Turns out your outsourcing provider may be feeling your pain.

 

According to a recent Associated Press report, India's outsourcing firms are having an increasingly tough time keeping up with demand. An analyst with Susquehanna Financial Group calls the staffing issue "the Achilles' heel of the industry." India's National Association of Software Services Companies predicts there could be a shortfall of up to 500,000 technology professionals by 2010.

 

Part of the problem is that some of India's technology graduates lack basic business communication skills. Experts estimate that only about a quarter of the 400,000 annual graduates of engineering programs at Indian schools have appropriate entry-level job skills.

 

Some big Indian firms are pouring big bucks into training programs in an effort to bring recent university graduates up to speed. Infosys Technologies spent $350 million to build a 500,000-square-foot educational complex in Mysore. Some 4,500 students at a time are in enrolled in 16-week training courses there.

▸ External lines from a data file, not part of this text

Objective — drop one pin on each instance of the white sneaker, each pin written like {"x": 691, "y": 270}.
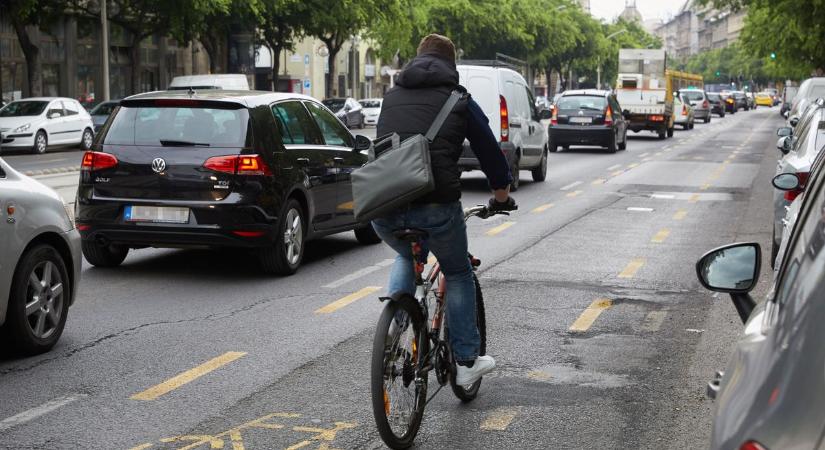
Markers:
{"x": 466, "y": 376}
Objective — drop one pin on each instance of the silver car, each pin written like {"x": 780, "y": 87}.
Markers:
{"x": 40, "y": 263}
{"x": 772, "y": 393}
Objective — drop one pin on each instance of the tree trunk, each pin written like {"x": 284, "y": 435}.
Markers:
{"x": 31, "y": 52}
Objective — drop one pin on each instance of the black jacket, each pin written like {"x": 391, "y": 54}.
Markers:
{"x": 410, "y": 108}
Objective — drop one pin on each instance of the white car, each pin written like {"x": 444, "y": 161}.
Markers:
{"x": 40, "y": 122}
{"x": 372, "y": 109}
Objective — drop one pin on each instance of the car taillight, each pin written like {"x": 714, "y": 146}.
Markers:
{"x": 505, "y": 119}
{"x": 752, "y": 445}
{"x": 97, "y": 161}
{"x": 238, "y": 165}
{"x": 794, "y": 193}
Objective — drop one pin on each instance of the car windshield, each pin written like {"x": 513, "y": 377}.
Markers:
{"x": 22, "y": 109}
{"x": 103, "y": 109}
{"x": 180, "y": 126}
{"x": 334, "y": 103}
{"x": 582, "y": 102}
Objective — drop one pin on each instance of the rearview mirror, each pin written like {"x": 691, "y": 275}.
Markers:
{"x": 786, "y": 182}
{"x": 732, "y": 269}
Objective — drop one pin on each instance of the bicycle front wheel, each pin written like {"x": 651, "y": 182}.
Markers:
{"x": 399, "y": 349}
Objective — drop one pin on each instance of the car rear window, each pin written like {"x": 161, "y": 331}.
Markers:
{"x": 582, "y": 102}
{"x": 148, "y": 125}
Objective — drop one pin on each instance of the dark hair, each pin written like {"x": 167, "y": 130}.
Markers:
{"x": 439, "y": 45}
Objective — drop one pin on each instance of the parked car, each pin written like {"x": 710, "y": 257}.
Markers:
{"x": 371, "y": 110}
{"x": 682, "y": 112}
{"x": 770, "y": 396}
{"x": 717, "y": 104}
{"x": 38, "y": 123}
{"x": 226, "y": 81}
{"x": 40, "y": 263}
{"x": 588, "y": 117}
{"x": 206, "y": 170}
{"x": 763, "y": 99}
{"x": 799, "y": 147}
{"x": 101, "y": 112}
{"x": 699, "y": 102}
{"x": 508, "y": 103}
{"x": 349, "y": 111}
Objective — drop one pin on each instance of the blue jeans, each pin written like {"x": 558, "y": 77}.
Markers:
{"x": 448, "y": 241}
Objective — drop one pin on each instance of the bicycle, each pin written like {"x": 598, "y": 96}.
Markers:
{"x": 409, "y": 343}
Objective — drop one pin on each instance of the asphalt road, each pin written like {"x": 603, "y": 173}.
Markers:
{"x": 612, "y": 237}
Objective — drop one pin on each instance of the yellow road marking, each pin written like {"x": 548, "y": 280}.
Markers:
{"x": 185, "y": 377}
{"x": 632, "y": 267}
{"x": 542, "y": 208}
{"x": 498, "y": 419}
{"x": 340, "y": 303}
{"x": 590, "y": 314}
{"x": 496, "y": 230}
{"x": 661, "y": 236}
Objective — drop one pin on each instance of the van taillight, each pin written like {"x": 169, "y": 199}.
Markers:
{"x": 238, "y": 165}
{"x": 97, "y": 161}
{"x": 505, "y": 119}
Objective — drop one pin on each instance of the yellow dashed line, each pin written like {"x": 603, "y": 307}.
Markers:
{"x": 632, "y": 267}
{"x": 590, "y": 314}
{"x": 340, "y": 303}
{"x": 496, "y": 230}
{"x": 185, "y": 377}
{"x": 660, "y": 236}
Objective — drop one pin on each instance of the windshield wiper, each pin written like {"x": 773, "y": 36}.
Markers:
{"x": 174, "y": 143}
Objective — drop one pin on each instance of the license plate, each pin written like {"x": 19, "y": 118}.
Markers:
{"x": 156, "y": 214}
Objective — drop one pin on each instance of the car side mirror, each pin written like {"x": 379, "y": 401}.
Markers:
{"x": 786, "y": 182}
{"x": 362, "y": 143}
{"x": 732, "y": 269}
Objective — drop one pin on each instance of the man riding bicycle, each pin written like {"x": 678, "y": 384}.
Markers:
{"x": 408, "y": 109}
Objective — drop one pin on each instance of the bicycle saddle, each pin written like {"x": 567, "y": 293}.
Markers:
{"x": 410, "y": 234}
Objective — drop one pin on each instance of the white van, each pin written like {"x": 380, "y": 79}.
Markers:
{"x": 226, "y": 81}
{"x": 510, "y": 108}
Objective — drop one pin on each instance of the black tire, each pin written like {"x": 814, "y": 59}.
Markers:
{"x": 103, "y": 255}
{"x": 87, "y": 139}
{"x": 539, "y": 173}
{"x": 396, "y": 312}
{"x": 367, "y": 235}
{"x": 41, "y": 143}
{"x": 468, "y": 395}
{"x": 280, "y": 258}
{"x": 19, "y": 333}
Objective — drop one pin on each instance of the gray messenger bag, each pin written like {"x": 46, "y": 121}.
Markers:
{"x": 397, "y": 172}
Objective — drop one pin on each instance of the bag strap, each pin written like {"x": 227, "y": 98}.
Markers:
{"x": 442, "y": 115}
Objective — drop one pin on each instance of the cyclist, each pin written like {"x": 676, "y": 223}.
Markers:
{"x": 408, "y": 109}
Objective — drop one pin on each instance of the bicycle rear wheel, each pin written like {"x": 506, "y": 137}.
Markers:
{"x": 399, "y": 349}
{"x": 463, "y": 393}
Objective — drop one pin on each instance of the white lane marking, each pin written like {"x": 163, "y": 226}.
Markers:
{"x": 45, "y": 408}
{"x": 358, "y": 274}
{"x": 571, "y": 185}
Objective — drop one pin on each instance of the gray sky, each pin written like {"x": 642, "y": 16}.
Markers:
{"x": 650, "y": 9}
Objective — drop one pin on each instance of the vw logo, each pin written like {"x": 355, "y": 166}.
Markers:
{"x": 158, "y": 165}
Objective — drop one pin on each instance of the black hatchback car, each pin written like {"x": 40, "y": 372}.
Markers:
{"x": 260, "y": 170}
{"x": 587, "y": 117}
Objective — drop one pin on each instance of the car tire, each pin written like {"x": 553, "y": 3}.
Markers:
{"x": 19, "y": 333}
{"x": 103, "y": 255}
{"x": 367, "y": 235}
{"x": 539, "y": 173}
{"x": 41, "y": 143}
{"x": 280, "y": 258}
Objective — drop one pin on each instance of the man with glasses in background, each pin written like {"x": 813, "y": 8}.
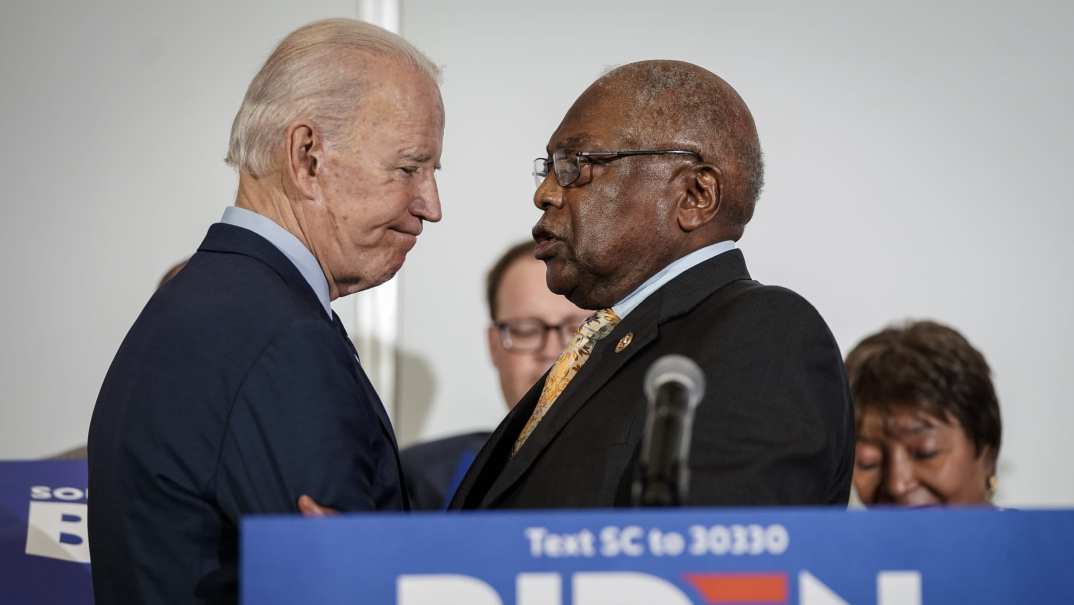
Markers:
{"x": 530, "y": 328}
{"x": 649, "y": 183}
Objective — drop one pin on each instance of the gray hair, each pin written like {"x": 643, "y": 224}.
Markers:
{"x": 303, "y": 77}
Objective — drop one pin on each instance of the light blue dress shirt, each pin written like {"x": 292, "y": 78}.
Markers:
{"x": 668, "y": 273}
{"x": 286, "y": 243}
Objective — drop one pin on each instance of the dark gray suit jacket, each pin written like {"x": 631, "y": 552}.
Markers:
{"x": 775, "y": 426}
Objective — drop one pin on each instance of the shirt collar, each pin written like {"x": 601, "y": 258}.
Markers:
{"x": 286, "y": 243}
{"x": 670, "y": 272}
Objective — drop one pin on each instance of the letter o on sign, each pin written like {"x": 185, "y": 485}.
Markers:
{"x": 67, "y": 493}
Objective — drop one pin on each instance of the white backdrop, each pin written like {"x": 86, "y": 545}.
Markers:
{"x": 116, "y": 115}
{"x": 917, "y": 167}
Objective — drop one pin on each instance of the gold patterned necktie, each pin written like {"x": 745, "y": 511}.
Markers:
{"x": 598, "y": 326}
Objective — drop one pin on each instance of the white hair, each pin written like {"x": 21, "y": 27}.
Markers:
{"x": 305, "y": 76}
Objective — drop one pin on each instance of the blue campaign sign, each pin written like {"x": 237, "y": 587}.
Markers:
{"x": 44, "y": 553}
{"x": 809, "y": 557}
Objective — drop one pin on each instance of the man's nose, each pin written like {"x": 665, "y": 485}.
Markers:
{"x": 426, "y": 204}
{"x": 899, "y": 477}
{"x": 549, "y": 193}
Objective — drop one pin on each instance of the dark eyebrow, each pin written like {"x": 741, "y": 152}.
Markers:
{"x": 571, "y": 143}
{"x": 416, "y": 156}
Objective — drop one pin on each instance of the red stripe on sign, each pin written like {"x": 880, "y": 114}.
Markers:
{"x": 740, "y": 588}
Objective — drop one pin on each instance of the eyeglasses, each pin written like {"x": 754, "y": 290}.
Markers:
{"x": 568, "y": 166}
{"x": 531, "y": 334}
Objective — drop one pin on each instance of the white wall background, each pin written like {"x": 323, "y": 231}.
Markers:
{"x": 917, "y": 167}
{"x": 116, "y": 117}
{"x": 918, "y": 161}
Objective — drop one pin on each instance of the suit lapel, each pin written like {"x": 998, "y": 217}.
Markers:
{"x": 490, "y": 460}
{"x": 601, "y": 365}
{"x": 675, "y": 299}
{"x": 228, "y": 239}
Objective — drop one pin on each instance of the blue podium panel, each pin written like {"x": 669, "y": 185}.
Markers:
{"x": 809, "y": 557}
{"x": 44, "y": 553}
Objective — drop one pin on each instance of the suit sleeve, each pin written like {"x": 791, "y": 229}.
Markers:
{"x": 302, "y": 423}
{"x": 775, "y": 427}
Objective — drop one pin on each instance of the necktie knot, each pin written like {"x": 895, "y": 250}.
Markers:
{"x": 596, "y": 327}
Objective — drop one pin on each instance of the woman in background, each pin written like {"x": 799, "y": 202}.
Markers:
{"x": 928, "y": 420}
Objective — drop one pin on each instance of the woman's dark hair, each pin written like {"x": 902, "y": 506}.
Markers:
{"x": 930, "y": 366}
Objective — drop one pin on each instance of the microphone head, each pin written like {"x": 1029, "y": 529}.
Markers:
{"x": 676, "y": 369}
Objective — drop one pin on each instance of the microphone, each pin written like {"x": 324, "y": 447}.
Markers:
{"x": 675, "y": 386}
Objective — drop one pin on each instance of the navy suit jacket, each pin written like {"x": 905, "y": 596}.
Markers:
{"x": 233, "y": 393}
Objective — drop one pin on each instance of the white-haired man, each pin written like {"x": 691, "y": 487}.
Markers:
{"x": 237, "y": 390}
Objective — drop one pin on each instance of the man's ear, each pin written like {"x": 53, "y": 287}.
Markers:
{"x": 305, "y": 156}
{"x": 701, "y": 198}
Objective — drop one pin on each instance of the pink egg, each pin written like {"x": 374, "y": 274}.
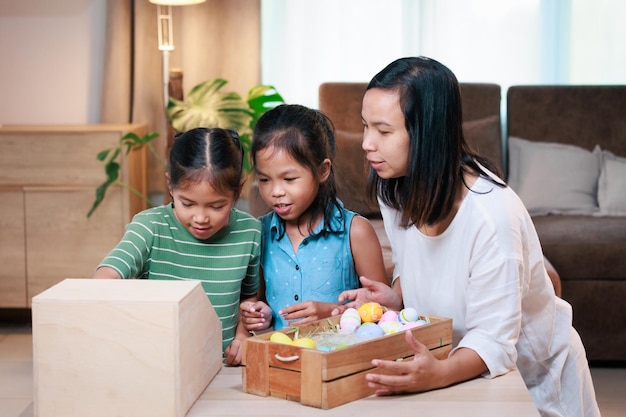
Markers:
{"x": 413, "y": 324}
{"x": 350, "y": 320}
{"x": 391, "y": 327}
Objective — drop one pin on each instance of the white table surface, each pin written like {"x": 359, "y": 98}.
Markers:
{"x": 504, "y": 396}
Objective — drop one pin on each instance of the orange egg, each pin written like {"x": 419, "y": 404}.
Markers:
{"x": 370, "y": 312}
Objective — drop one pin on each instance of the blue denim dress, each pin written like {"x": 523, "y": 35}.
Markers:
{"x": 320, "y": 271}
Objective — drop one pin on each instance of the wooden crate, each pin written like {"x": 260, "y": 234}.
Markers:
{"x": 328, "y": 379}
{"x": 110, "y": 347}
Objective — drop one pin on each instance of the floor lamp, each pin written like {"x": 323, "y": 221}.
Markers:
{"x": 166, "y": 36}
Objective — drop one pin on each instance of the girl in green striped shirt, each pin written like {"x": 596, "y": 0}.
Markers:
{"x": 199, "y": 235}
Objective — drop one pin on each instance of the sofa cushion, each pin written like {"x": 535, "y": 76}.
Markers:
{"x": 554, "y": 178}
{"x": 612, "y": 185}
{"x": 483, "y": 135}
{"x": 584, "y": 247}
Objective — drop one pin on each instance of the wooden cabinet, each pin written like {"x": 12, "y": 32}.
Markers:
{"x": 48, "y": 179}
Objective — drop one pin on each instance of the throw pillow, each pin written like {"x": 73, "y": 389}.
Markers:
{"x": 484, "y": 136}
{"x": 612, "y": 185}
{"x": 554, "y": 178}
{"x": 351, "y": 170}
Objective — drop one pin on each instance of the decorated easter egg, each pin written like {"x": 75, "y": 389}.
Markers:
{"x": 408, "y": 314}
{"x": 280, "y": 337}
{"x": 391, "y": 327}
{"x": 388, "y": 316}
{"x": 350, "y": 320}
{"x": 306, "y": 342}
{"x": 368, "y": 331}
{"x": 370, "y": 312}
{"x": 412, "y": 324}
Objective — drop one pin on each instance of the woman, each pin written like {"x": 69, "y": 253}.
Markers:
{"x": 464, "y": 247}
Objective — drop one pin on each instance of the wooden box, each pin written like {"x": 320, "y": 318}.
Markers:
{"x": 328, "y": 379}
{"x": 133, "y": 348}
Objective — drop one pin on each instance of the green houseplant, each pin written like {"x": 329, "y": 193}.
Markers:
{"x": 205, "y": 105}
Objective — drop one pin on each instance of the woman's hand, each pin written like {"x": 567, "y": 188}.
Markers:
{"x": 307, "y": 312}
{"x": 424, "y": 372}
{"x": 371, "y": 291}
{"x": 255, "y": 315}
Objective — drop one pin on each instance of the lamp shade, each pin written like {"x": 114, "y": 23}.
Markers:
{"x": 176, "y": 2}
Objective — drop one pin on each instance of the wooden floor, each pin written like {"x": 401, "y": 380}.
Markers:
{"x": 16, "y": 377}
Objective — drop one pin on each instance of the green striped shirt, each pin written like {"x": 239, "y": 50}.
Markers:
{"x": 156, "y": 246}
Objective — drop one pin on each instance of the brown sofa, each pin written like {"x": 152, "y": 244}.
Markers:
{"x": 341, "y": 101}
{"x": 588, "y": 250}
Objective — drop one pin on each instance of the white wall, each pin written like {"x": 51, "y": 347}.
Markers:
{"x": 51, "y": 58}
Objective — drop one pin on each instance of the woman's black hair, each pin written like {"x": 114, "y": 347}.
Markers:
{"x": 430, "y": 100}
{"x": 207, "y": 154}
{"x": 307, "y": 135}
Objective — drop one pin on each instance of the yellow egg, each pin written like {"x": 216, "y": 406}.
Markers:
{"x": 370, "y": 312}
{"x": 306, "y": 342}
{"x": 280, "y": 337}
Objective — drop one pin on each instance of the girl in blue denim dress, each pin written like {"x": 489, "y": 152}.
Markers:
{"x": 312, "y": 248}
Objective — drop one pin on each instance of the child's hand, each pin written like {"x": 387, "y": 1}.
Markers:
{"x": 255, "y": 315}
{"x": 307, "y": 312}
{"x": 372, "y": 291}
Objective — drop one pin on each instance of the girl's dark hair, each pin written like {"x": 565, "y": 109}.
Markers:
{"x": 307, "y": 136}
{"x": 207, "y": 154}
{"x": 430, "y": 100}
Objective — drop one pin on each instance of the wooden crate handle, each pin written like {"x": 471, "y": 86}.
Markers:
{"x": 286, "y": 358}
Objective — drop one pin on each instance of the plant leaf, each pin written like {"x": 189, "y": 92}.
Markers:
{"x": 206, "y": 106}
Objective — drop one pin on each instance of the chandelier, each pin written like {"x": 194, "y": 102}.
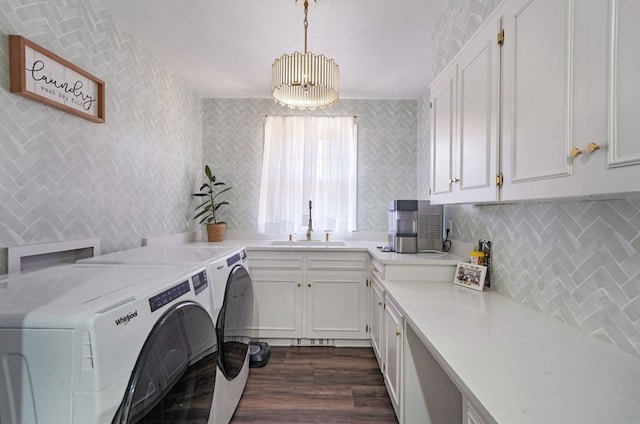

They are schooled in "soft" skills such as e-mail etiquette and problem-solving, in addition to technical areas like programming.

 

India's engineering grads also oftenlack skills in Web development technologies such as Javascript and Ajax, according to a Google executive quoted in a recent Reuters article.

 

Firms like Infosys might find themselves having to pay more for the most qualified candidates, driving up wages and eroding some of the labor cost advantages they are currently able to offer their clients.